The narrator is travelling by stagecoach in the dead of winter. This is what he finds when he arrives at the Peacock Inn in London where he was joining the coach:

When I got up to the Peacock – where I found everybody drinking hot purl, in self-preservation – I asked, if there were an inside seat to spare.

Purl here is not a knitting stitch but  is warm beer infused with gin and spices or herbs, usually ginger and sugar, also called ‘dog’s nose’.
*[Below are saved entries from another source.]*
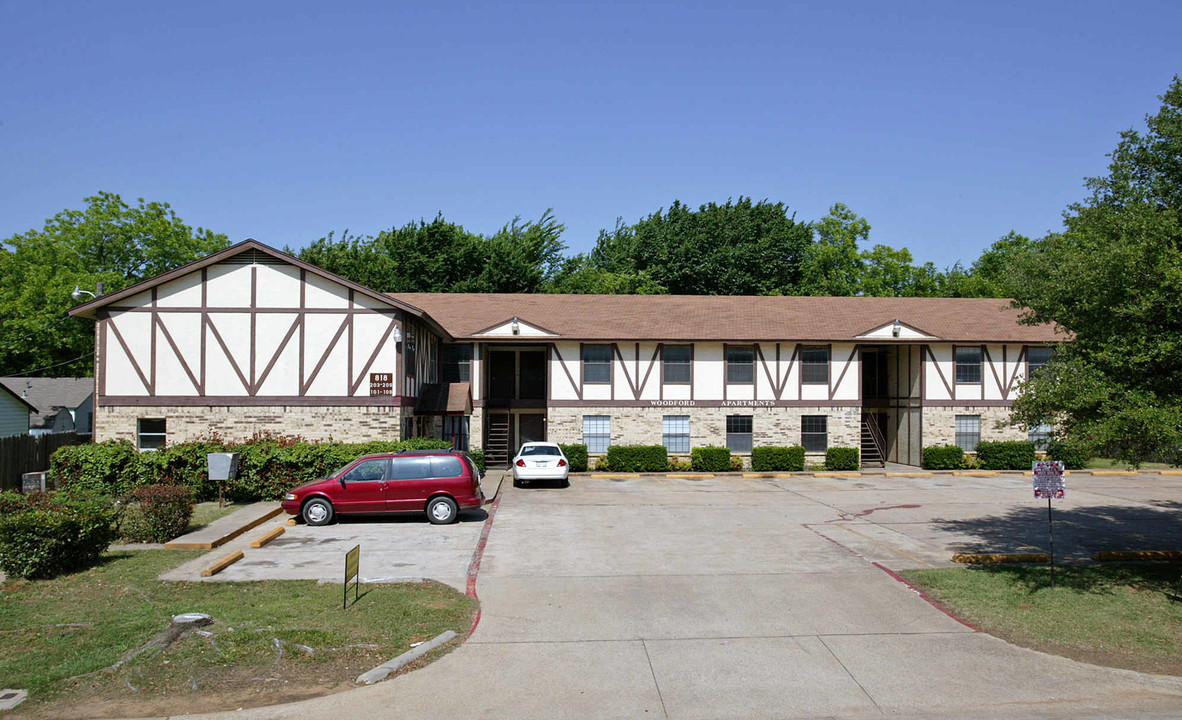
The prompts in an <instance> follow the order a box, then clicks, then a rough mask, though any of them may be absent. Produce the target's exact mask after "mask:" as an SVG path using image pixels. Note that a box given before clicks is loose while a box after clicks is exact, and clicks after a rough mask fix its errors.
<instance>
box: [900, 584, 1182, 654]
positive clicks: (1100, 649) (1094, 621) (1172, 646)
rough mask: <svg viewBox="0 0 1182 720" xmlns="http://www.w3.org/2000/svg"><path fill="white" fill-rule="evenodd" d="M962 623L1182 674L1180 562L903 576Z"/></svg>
mask: <svg viewBox="0 0 1182 720" xmlns="http://www.w3.org/2000/svg"><path fill="white" fill-rule="evenodd" d="M902 575H903V576H904V577H907V579H908V580H910V582H911V583H914V584H915V585H916V586H918V588H921V589H923V591H924V592H927V593H928V595H929V596H930V597H933V599H935V601H937V602H939V603H941V604H942V605H944V607H946V608H948V609H949V610H952V611H953V612H954V614H956V615H957V616H959V617H961V618H963V620H966V621H968V622H970V623H973V624H974V625H978V627H979V628H981V629H982V630H986V631H987V633H991V634H993V635H998V636H999V637H1004V638H1005V640H1008V641H1011V642H1013V643H1015V644H1020V646H1024V647H1030V648H1034V649H1039V650H1045V651H1048V653H1056V654H1059V655H1067V656H1069V657H1074V659H1077V660H1082V661H1084V662H1092V663H1098V664H1106V666H1112V667H1122V668H1128V669H1134V670H1142V672H1149V673H1163V674H1170V675H1182V656H1180V654H1178V648H1180V647H1182V598H1180V597H1176V595H1175V593H1176V592H1177V590H1178V577H1180V576H1182V564H1180V563H1128V564H1104V565H1069V566H1058V567H1056V588H1054V589H1053V590H1052V589H1051V588H1050V566H1048V565H985V566H978V567H954V569H939V570H909V571H905V572H903V573H902Z"/></svg>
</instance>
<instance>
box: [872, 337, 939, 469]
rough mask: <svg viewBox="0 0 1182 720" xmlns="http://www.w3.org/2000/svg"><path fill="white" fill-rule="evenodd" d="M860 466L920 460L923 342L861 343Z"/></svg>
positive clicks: (879, 465) (922, 413)
mask: <svg viewBox="0 0 1182 720" xmlns="http://www.w3.org/2000/svg"><path fill="white" fill-rule="evenodd" d="M859 350H860V353H862V458H863V465H878V466H882V465H883V463H884V462H898V463H901V465H913V466H918V465H921V462H922V459H923V400H922V389H921V382H922V377H923V375H922V368H923V356H922V350H923V346H922V345H863V346H862V348H860V349H859Z"/></svg>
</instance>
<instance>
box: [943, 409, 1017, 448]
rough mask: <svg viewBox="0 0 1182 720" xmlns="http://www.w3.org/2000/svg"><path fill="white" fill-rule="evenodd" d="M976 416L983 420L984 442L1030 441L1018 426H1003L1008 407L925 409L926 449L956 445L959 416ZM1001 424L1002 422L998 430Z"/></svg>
mask: <svg viewBox="0 0 1182 720" xmlns="http://www.w3.org/2000/svg"><path fill="white" fill-rule="evenodd" d="M957 415H976V416H979V417H980V419H981V422H980V424H981V440H989V441H993V440H1027V435H1026V433H1025V432H1024V430H1022V429H1021V428H1018V427H1011V426H1007V424H1004V423H1005V422H1006V421H1008V420H1009V408H1008V407H998V406H986V407H965V408H949V407H940V406H924V408H923V447H931V446H934V445H956V416H957ZM999 423H1002V424H1001V426H1000V427H999Z"/></svg>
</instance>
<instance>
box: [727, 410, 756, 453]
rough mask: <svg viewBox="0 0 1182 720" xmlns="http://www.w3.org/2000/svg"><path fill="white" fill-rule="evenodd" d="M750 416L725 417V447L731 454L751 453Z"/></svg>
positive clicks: (751, 444)
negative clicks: (738, 453) (726, 431)
mask: <svg viewBox="0 0 1182 720" xmlns="http://www.w3.org/2000/svg"><path fill="white" fill-rule="evenodd" d="M751 427H752V416H751V415H727V447H728V448H729V449H730V452H732V453H749V452H751V445H752V442H751Z"/></svg>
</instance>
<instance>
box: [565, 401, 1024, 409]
mask: <svg viewBox="0 0 1182 720" xmlns="http://www.w3.org/2000/svg"><path fill="white" fill-rule="evenodd" d="M974 402H975V403H976V404H981V403H980V402H978V401H974ZM860 404H862V401H860V400H832V401H831V400H780V401H774V400H583V401H578V400H552V401H550V407H551V408H612V407H619V408H652V409H655V410H675V409H680V408H736V409H748V410H749V409H759V408H857V407H860ZM1005 404H1009V403H1005Z"/></svg>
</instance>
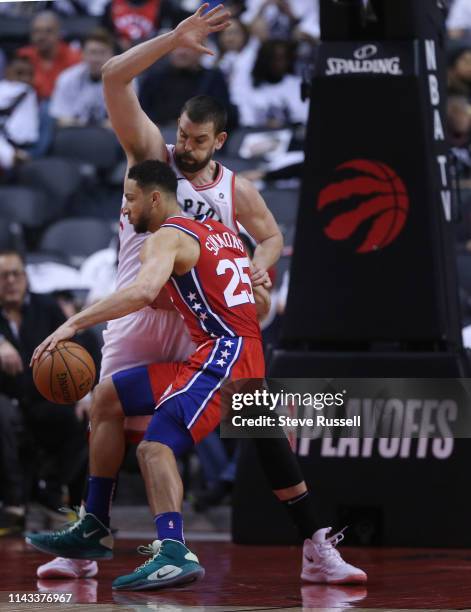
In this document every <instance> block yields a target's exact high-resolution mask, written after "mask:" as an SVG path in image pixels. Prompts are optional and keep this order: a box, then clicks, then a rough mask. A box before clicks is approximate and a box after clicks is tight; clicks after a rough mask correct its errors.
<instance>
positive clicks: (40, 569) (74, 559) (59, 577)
mask: <svg viewBox="0 0 471 612" xmlns="http://www.w3.org/2000/svg"><path fill="white" fill-rule="evenodd" d="M97 574H98V565H97V562H96V561H88V560H86V559H64V557H56V558H55V559H53V560H52V561H49V563H44V565H40V566H39V567H38V569H37V570H36V575H37V576H38V578H93V576H96V575H97Z"/></svg>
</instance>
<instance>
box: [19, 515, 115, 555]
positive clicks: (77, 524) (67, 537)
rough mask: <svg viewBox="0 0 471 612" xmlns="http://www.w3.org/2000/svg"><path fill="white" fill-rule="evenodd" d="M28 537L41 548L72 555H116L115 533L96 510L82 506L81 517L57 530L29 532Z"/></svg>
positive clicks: (40, 548) (26, 537) (60, 552)
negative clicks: (42, 532)
mask: <svg viewBox="0 0 471 612" xmlns="http://www.w3.org/2000/svg"><path fill="white" fill-rule="evenodd" d="M25 540H26V542H27V543H28V544H31V545H32V546H34V547H35V548H37V549H38V550H40V551H41V552H45V553H50V554H51V555H54V556H56V557H65V558H68V559H112V558H113V536H112V534H111V531H110V530H109V529H108V527H105V526H104V525H103V523H102V522H101V521H99V520H98V519H97V517H96V516H95V515H94V514H89V513H86V512H85V508H81V509H80V514H79V518H78V520H77V521H75V522H73V523H70V524H69V525H68V527H66V528H65V529H62V530H60V531H54V532H53V533H28V534H26V537H25Z"/></svg>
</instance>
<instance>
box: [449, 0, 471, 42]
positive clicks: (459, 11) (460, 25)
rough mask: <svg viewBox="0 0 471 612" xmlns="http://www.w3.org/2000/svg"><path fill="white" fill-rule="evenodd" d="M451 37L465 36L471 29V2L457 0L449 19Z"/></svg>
mask: <svg viewBox="0 0 471 612" xmlns="http://www.w3.org/2000/svg"><path fill="white" fill-rule="evenodd" d="M447 27H448V34H449V36H450V38H464V37H465V36H466V35H469V32H470V30H471V2H470V1H469V0H455V1H454V3H453V4H452V6H451V9H450V13H449V15H448V20H447Z"/></svg>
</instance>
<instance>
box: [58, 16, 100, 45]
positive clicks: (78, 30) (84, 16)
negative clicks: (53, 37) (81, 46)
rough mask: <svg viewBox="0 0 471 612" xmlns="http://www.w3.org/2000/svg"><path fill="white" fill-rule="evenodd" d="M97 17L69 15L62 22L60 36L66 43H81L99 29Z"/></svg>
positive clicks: (99, 24)
mask: <svg viewBox="0 0 471 612" xmlns="http://www.w3.org/2000/svg"><path fill="white" fill-rule="evenodd" d="M99 25H100V21H99V18H98V17H93V16H91V15H69V16H68V17H67V19H63V20H62V34H63V36H64V38H65V40H67V41H71V40H77V39H79V40H80V41H82V42H83V40H84V39H85V37H86V36H87V35H88V34H90V32H93V30H95V29H96V28H97V27H99Z"/></svg>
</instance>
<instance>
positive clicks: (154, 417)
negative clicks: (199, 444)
mask: <svg viewBox="0 0 471 612" xmlns="http://www.w3.org/2000/svg"><path fill="white" fill-rule="evenodd" d="M144 440H147V442H160V443H161V444H165V445H166V446H168V447H169V448H171V449H172V450H173V452H174V453H175V456H176V457H179V456H180V455H183V454H184V453H186V452H187V451H189V450H191V449H192V448H193V446H194V444H195V443H194V440H193V438H192V437H191V434H190V432H189V431H188V429H187V428H186V427H184V426H183V425H181V424H179V423H178V422H177V421H176V420H175V418H174V416H173V407H172V406H171V404H170V405H169V404H164V405H163V406H160V408H157V410H156V411H155V413H154V416H153V417H152V420H151V422H150V423H149V426H148V427H147V431H146V433H145V435H144Z"/></svg>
My second word is from The Mystery of the Blue Train by Agatha Christie. In this scene Mr Van Aldin is describing to his daughter a little adventure he had in Paris:

Nothing to tell, Ruthie. Some apache fellows got a bit fresh and I shot at them and they got off. That’s all. (page 24)

Apache in this instance is not a native American Indian, although the image of a Red Indian waving a tomahawk in Paris did come immediately into my mind,  but it is a lawless ruffian or hooligan in Paris or elsewhere.